Jiu Jitsu purists love to say “A belt only covers two inches of your butt. It’s up to you to cover the rest.” While that sentiment is certainly in the spirit of Jiu Jitsu, learning the art for the sake of learning and not viewing a belt as a goal, belts can mean much more or different things than we often give them credit for. Our belts are a representation of our journey. They are a reminder of who we were, who we are becoming, and what we have endured to get there. Each stripe represents hundreds of hours of mat time and growth. Each rank represents a new responsibility and greater expectations; not to smash everyone in your path but to help others grow and follow in a similar path of growth as BJJ players and people.
For these reasons we felt that our belts should have a similar story. Just like no two players games are exactly the same, neither are two belts when they are hand dyed. Maybe you’d like to dye custom belts for your go to training partner who is about to receive his or her next grade or maybe you’re a professor that would like to dye belts for your students. Maybe you don’t want to dye your own belts at all and just want to check out how our belts get from our supplier to you with a little extra love but below is a short guide to our belt dying process (that is constantly under revision) so you can add a little FLOW to your game.
- New White Belts ready (We wouldn’t recommend dying your old belt ESPECIALLY if it’s not white. If it is white, retire it. Your past is just as important as your future.) Find ours online here
- 1 Pack/Bottle of Fabric Dye per 5 belts (We prefer RIT brand. It works well on all sorts of materials and fabric blends)
- Latex/rubber gloves
- 1 Bucket per color- make sure these are big enough to fully submerge the belt all at once.
- Some large sink/bucket to rinse belts and get them into your washing machine (This stuff WILL stain your carpet/floor)
- Your favorite beverage
- Wash your belt prior to dying. If you don’t know where your belt is necessarily coming from, it could have some oils and other things in it that can affect the outcome of the dying process. This step isn’t 100% necessary, but it’s definitely one you should consider
- Prepare all of your materials. Open your belts make sure your dyes are open. Fill one bucket with enough HOT water to submerge the belts. It is best to do them one at a time, but two or more shouldn’t be too much of an issue. Make sure the water is HOT, especially if you are using powder dye. Fill another bucket with cold water or get the sink running cold water. Put your gloves on.Note: Some dyes give instructions to add salt or some detergent to the mix. Feel free to follow those instructions but we haven’t found it particularly necessary (and quite frankly it takes some of the fun out of it). Plus, who has a pound of salt sitting around?
- Prepare dye. Pour the dye into your bucket of hot water. Stir it for about 30 seconds to make sure the dye is distributed throughout the solution
- Test the dye color. This is best if you have an extra piece of material lying around. I typically use a paper towel, but the color isn’t usually that true. Keep in mind, once you wash the belts they will come out lighter.
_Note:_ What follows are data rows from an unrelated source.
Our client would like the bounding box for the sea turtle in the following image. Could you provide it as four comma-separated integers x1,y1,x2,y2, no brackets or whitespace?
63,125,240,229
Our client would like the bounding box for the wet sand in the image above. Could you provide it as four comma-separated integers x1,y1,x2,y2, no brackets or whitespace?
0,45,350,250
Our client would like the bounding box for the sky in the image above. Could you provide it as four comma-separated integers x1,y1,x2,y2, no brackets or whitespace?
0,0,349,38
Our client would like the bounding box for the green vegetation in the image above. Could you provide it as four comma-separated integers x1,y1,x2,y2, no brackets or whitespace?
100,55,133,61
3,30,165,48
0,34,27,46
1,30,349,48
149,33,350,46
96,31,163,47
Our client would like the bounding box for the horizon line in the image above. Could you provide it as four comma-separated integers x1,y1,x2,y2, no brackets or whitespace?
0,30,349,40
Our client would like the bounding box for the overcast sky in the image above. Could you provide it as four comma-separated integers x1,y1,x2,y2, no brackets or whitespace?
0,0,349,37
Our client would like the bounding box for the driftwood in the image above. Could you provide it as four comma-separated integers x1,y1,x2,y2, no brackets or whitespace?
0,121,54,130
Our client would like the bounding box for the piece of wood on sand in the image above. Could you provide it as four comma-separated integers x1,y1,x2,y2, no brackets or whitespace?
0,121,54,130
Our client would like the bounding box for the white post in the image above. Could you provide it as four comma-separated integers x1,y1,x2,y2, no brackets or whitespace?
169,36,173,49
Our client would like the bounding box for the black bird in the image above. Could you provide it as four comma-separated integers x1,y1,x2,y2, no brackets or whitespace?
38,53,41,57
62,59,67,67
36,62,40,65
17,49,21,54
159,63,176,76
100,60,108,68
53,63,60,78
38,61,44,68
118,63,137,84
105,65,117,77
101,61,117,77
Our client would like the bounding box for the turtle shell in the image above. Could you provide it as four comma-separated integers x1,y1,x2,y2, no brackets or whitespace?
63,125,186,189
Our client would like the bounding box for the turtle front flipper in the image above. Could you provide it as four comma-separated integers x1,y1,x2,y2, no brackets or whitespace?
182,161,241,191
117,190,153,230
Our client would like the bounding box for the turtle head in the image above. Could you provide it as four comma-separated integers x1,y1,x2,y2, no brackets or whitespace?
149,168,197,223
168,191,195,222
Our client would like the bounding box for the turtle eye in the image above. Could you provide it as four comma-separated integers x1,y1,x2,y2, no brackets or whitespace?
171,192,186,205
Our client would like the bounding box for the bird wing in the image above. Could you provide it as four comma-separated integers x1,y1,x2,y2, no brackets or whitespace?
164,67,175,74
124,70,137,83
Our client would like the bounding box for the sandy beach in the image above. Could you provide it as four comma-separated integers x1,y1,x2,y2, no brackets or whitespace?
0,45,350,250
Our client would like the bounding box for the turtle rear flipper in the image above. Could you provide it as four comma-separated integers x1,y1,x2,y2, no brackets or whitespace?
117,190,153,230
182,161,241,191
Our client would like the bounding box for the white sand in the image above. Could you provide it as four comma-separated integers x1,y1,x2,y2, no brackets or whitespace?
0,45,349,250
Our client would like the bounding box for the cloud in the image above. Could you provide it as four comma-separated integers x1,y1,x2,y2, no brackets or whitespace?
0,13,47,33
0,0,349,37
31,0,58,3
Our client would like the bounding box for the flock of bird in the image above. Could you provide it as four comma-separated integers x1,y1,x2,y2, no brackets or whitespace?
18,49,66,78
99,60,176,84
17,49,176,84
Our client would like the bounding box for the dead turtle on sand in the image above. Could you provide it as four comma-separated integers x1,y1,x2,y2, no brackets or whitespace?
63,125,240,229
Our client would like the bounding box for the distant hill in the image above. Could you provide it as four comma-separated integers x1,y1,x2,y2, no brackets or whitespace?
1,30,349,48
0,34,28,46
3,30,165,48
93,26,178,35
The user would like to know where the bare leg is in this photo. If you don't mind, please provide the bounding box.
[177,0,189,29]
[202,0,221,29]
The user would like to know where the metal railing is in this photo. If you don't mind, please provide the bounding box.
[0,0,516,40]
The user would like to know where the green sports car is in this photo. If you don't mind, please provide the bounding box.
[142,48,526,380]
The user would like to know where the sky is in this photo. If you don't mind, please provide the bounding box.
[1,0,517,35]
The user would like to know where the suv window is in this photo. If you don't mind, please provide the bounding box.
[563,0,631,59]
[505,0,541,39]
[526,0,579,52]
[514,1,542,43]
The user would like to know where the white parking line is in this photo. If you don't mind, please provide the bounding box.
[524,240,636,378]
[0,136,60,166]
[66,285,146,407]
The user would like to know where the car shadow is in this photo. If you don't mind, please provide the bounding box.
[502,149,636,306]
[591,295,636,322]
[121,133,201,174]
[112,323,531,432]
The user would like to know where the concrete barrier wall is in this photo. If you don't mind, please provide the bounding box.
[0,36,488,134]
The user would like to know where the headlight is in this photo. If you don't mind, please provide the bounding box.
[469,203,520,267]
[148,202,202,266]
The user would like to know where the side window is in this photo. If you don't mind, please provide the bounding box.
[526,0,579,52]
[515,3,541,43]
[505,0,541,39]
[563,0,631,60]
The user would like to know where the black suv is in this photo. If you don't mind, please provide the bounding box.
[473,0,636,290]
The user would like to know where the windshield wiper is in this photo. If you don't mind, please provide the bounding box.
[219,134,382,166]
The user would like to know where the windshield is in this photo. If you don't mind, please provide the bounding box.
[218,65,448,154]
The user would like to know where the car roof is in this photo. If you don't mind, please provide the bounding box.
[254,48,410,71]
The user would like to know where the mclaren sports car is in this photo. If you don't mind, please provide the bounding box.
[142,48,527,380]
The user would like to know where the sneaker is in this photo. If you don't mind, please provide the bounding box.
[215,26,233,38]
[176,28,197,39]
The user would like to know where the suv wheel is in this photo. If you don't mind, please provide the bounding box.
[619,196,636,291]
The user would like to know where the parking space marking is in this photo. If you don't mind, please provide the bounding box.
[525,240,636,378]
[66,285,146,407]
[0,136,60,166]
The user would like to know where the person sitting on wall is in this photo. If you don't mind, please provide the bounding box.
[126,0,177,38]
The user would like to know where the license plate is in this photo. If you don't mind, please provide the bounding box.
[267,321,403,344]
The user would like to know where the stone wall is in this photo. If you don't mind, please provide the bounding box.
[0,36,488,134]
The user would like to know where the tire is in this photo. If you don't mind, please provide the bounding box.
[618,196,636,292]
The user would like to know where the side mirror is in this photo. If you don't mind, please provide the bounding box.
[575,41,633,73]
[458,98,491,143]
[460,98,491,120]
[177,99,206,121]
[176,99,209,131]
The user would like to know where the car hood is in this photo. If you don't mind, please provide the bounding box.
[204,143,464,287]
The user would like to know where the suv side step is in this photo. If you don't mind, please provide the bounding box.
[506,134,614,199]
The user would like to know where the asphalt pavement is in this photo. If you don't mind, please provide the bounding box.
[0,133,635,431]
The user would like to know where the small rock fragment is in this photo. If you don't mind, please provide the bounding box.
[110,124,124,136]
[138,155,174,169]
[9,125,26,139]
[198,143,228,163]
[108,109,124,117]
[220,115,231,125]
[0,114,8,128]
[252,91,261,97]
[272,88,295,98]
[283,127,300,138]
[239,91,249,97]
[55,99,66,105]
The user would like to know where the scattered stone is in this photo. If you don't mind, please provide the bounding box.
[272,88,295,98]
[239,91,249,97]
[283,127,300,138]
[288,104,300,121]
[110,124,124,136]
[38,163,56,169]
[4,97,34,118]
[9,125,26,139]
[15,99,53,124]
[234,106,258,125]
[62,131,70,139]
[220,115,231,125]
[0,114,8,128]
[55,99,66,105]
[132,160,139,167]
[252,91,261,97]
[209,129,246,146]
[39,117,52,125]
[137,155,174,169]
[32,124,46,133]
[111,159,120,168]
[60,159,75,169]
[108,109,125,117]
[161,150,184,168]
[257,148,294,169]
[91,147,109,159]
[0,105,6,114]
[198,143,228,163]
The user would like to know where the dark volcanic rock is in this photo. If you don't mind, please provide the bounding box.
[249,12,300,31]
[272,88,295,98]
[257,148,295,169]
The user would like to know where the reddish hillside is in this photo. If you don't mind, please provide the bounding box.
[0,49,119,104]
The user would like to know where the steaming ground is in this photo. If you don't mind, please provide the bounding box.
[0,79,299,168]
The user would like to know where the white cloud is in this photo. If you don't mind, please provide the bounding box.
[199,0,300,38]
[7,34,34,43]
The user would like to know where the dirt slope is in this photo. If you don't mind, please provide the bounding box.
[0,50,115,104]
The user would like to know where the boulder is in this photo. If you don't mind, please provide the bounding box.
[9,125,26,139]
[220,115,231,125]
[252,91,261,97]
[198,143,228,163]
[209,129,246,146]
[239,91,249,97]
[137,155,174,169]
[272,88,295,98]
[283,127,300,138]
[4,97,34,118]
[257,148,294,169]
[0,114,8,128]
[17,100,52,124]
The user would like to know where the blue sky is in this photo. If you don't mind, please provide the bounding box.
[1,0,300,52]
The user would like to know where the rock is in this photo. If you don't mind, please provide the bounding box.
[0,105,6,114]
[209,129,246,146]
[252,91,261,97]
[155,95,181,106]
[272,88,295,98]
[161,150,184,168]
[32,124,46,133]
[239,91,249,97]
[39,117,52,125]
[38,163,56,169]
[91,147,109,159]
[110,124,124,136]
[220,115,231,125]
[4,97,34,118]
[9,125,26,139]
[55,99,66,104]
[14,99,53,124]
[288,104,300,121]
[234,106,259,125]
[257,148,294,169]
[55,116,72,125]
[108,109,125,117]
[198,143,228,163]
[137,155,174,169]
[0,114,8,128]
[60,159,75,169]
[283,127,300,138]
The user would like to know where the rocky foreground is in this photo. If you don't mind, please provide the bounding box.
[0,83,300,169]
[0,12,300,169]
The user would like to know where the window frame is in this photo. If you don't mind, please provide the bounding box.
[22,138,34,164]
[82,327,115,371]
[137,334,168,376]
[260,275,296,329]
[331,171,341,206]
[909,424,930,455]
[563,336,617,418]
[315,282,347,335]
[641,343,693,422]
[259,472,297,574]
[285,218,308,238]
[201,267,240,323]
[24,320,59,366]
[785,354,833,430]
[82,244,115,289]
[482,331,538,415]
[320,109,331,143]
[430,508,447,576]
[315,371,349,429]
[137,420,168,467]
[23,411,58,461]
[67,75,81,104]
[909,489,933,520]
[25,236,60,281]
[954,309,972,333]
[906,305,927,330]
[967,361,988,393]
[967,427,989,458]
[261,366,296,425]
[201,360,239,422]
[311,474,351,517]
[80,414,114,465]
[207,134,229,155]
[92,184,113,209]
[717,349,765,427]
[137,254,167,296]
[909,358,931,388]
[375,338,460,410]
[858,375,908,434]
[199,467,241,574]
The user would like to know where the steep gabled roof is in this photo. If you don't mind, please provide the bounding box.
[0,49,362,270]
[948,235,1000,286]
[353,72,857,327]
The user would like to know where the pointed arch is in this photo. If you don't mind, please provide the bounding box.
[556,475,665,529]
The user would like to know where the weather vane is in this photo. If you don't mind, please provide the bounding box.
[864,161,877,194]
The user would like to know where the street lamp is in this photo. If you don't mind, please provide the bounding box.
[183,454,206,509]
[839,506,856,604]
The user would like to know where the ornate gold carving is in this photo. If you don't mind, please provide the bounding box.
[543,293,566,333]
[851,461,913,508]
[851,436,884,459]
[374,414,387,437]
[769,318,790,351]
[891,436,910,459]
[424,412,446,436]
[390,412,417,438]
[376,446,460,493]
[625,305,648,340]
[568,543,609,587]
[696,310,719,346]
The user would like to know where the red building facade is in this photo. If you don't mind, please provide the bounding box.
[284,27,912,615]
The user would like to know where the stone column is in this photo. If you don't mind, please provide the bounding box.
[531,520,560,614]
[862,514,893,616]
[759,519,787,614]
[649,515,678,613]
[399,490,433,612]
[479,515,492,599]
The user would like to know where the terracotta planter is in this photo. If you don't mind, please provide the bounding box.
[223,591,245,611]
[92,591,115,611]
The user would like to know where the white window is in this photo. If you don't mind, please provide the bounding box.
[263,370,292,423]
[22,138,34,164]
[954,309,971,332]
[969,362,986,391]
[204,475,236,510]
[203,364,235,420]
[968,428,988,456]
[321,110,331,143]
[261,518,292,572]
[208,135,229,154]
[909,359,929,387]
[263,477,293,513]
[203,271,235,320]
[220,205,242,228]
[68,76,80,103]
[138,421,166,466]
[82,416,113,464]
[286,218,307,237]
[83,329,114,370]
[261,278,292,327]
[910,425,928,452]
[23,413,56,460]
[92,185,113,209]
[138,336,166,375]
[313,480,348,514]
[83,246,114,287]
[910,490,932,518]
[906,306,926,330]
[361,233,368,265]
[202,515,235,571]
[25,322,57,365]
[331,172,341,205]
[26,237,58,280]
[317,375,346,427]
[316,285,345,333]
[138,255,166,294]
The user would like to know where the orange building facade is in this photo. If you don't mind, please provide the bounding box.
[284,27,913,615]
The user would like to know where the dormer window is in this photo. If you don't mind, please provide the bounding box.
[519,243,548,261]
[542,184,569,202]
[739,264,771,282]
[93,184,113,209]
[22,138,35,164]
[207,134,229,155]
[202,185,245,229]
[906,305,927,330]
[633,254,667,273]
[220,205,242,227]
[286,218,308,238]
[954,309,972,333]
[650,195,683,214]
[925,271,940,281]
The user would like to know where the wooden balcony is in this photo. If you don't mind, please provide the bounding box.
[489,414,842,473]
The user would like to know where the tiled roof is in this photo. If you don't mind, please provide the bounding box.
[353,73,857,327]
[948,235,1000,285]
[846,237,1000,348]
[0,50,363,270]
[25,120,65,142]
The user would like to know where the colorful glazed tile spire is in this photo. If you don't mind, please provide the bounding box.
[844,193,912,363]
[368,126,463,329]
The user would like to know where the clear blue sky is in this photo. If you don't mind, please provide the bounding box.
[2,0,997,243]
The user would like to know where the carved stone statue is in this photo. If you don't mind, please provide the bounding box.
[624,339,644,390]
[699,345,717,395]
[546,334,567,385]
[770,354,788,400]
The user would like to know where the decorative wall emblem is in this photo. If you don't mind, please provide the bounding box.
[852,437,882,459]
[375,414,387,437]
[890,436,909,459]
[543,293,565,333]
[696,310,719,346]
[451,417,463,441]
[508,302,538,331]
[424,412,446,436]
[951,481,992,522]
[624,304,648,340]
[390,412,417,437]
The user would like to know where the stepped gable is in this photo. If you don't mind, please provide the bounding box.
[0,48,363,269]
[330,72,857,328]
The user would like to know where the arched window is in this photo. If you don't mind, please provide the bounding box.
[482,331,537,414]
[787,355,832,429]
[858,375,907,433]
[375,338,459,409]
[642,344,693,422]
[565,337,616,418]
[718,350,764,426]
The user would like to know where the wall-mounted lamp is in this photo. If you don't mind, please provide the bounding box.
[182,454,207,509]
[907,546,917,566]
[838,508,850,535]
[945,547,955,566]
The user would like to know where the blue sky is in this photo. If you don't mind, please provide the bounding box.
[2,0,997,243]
- Dunk your belt! Let the belt sit in the dye for a few minutes (3-5 should be more than enough) and mix it around periodically. Flip the belt over in the solution let it sit for another 3-5 minutes.
- Rinse/Dunk your belt in cold water. This helps it hold the color and rinses excess dye off. Once you finish the dying process, gather all of your belts and throw them in the washing machine on COLD. Let them run through the cycle and hang them to air dry.
CONGRATULATIONS, you just made your one of a kind Jiu Jitsu belt that is mat ready in about 24 hours. Now go out and train! You’ve got to roll as good as you look.
A note on belt colors:
To my knowledge, beyond the general color of the belt representing the grade the shade of the belt is personal preference. Experimenting with different mixes of dyes is half the fun and another way to add a personal touch to your belt. Follow the general rules of the color wheel, but have fun with it. It may be helpful to have a couple of extra belts on hand for experiments. The batch pictured here was dyed using 1 pack of RIT Royal Blue dye for the blue belts and a two-step process that used the remainder of the blue belt dye and a packet of RIT Scarlett dye for the purple belts. These came out pink at first (pictured above) so I put them through another cycle of Royal Blue dye and they came out with a light purple color.
Just like BJJ there is no true right or wrong, just what works for you (and what is acceptable at your academy) so once again, have fun with it and Flow.